Hiç bir zaman aklımdan çıkarmadığım bu iki nasihatin mutlak doğru oluğunu öğretmenlik hayatımda ben de tespit ettim.
Az önce Dar’ül Ziyafe’den bahsettim. Dar’ül Ziyafe Süleymaniye’de, Türk Dünyası Araştırmaları Vakfı’nın işlettiği Osmanlı mutfağına özgü yemekler yapan bir lokantadır. Dilaver Cebeci buranın danışmanlığını yapardı. Daha çok Cumartesi günleri gelirdi. Ben de randevu alarak bazı günler ona uğrardım. Yanına varanı asla aç göndermezdi. Eğer tok isek de mutlaka Osmanlı mutfağının muhteşem şerbetlerinden ikram ederdi.

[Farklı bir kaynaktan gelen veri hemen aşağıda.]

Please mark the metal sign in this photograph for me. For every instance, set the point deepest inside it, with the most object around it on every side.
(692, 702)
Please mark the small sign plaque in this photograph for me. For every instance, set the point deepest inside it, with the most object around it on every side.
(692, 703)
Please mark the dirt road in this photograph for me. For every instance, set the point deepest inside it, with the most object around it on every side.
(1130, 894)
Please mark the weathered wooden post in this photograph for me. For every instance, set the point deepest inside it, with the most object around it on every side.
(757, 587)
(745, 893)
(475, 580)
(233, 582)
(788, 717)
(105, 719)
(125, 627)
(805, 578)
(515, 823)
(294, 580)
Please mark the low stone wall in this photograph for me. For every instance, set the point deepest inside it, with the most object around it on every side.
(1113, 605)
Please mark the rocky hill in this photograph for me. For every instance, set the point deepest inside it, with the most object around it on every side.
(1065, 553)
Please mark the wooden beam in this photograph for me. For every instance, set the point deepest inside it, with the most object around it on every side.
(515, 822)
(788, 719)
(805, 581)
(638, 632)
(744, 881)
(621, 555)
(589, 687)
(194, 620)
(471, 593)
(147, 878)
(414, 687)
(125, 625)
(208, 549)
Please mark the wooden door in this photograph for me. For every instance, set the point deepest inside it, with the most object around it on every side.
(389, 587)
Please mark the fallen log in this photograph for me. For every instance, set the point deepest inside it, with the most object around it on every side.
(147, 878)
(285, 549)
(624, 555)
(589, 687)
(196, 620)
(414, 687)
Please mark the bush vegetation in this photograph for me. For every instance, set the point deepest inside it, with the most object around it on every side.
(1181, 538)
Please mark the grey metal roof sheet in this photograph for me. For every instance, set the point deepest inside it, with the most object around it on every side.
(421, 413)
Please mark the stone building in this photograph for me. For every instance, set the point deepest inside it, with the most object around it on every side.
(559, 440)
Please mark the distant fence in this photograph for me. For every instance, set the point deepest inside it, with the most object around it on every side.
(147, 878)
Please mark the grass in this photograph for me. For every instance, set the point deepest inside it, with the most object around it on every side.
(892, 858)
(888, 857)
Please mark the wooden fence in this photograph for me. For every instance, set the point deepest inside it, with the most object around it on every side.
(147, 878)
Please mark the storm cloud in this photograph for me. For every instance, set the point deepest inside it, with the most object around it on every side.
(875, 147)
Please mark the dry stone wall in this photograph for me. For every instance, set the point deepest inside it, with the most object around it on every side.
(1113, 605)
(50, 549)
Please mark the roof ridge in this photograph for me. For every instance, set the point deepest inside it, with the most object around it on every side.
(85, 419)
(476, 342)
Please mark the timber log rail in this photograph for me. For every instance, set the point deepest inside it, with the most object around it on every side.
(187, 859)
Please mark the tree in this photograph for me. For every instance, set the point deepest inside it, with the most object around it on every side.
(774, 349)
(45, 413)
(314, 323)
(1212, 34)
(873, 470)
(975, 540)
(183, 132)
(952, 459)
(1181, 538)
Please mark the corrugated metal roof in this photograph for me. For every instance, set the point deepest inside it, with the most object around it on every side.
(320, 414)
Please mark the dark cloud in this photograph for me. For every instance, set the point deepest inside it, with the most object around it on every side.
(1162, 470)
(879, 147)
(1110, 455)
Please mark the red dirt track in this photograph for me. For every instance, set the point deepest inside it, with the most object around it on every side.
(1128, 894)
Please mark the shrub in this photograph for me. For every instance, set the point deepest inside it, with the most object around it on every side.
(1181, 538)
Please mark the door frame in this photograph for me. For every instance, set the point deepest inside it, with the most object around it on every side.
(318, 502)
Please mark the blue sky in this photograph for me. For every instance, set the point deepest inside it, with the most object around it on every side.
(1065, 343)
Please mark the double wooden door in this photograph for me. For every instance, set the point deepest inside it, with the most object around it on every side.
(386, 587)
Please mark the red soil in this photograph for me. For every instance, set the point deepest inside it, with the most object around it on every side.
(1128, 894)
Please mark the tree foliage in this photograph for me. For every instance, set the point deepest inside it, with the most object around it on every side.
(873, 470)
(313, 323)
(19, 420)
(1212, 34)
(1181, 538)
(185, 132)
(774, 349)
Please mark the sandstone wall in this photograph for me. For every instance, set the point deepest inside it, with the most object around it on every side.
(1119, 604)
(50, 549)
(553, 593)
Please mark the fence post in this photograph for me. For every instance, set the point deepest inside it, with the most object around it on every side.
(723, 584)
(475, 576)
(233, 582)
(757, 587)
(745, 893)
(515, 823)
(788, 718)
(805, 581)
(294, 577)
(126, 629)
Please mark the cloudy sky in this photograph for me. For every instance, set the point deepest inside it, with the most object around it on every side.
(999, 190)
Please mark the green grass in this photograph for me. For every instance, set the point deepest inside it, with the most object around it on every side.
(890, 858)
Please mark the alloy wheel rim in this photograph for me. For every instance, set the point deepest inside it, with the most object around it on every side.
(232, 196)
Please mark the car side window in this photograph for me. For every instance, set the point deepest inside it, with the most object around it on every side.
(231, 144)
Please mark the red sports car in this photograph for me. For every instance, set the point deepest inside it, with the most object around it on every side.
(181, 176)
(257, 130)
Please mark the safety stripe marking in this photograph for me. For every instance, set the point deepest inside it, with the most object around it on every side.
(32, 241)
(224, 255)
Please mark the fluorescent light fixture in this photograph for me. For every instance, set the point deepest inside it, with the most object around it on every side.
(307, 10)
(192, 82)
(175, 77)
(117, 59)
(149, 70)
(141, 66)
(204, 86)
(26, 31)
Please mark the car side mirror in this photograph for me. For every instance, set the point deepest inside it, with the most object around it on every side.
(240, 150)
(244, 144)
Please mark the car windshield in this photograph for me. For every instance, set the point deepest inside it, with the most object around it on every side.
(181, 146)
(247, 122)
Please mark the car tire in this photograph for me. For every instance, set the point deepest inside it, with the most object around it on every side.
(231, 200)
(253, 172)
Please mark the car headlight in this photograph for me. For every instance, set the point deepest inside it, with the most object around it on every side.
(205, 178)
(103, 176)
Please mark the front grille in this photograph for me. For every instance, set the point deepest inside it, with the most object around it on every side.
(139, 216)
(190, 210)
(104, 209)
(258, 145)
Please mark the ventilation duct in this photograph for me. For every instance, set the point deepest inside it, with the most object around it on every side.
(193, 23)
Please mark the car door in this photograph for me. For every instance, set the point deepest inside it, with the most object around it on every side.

Dilaver Cebeci’ye dair söyleyeceklerim asla bitmez. Daha şiirleri başta olmak üzere kitapları var. Hun Aşkı, Sitare Ve Sığınırım İçime, Şafağa Çekilenler, Asra Yemin Olsun ki, Tüm Şiirleri, Mavi Türkü, Devran name, Seyran name, Ben Kazan’a Gidiyorum, Evliya Çelebi Çocuk Kitapları Dizisi, Tanzimat ve Türk Ailesi, Türk’e Dair ve Divan Şiirinde Kadın ile kitaplaşmamış olan birçok makale ve yazısı da zaman içerisinde değerlendirilecektir.
Her fırsatta artık roman yazması gerektiğini söylerdi. Çok iyi de roman konuları tasarladığını ve bunları roman tekniği ile çok iyi yazabileceğini vurgulardı. Bu arzusunu gerçekleştiremedi.
Dilaver Cebeci ısrarla ve ısrarla üzerinde durmamız gereken bir şairdir. Sadece şair de değil aynı zamanda fikir adamıdır da. Yine, gerçek manada güzel Türkçemizin muhteşem bir öğretmenidir.
Şimdi yine Üsküdar’a gider, Doğancılar yokuşunu çıkarak Onun çok sevdiği Doğancılar Parkı’na varırım. Asithane’nin önünde dolanırım. Hüzünlenir ve duygulanırım. Önceleri onu görmeden asla dönemezdim. Şimdi ise onu görmem. Aramam da. Çünkü kahrolurum. İçime sığınır, geçmişin güzel ve anlamlı günlerinin hayaliyle geri dönerim.
Dilaver Cebeci aklıma her düştüğünde ; “Acaba benim için o,eserlerinden daha mı görkemlidir?” sorusu da onun ifadesiyle “akıldan sıyrılmış aklıma(!)” hep düşer.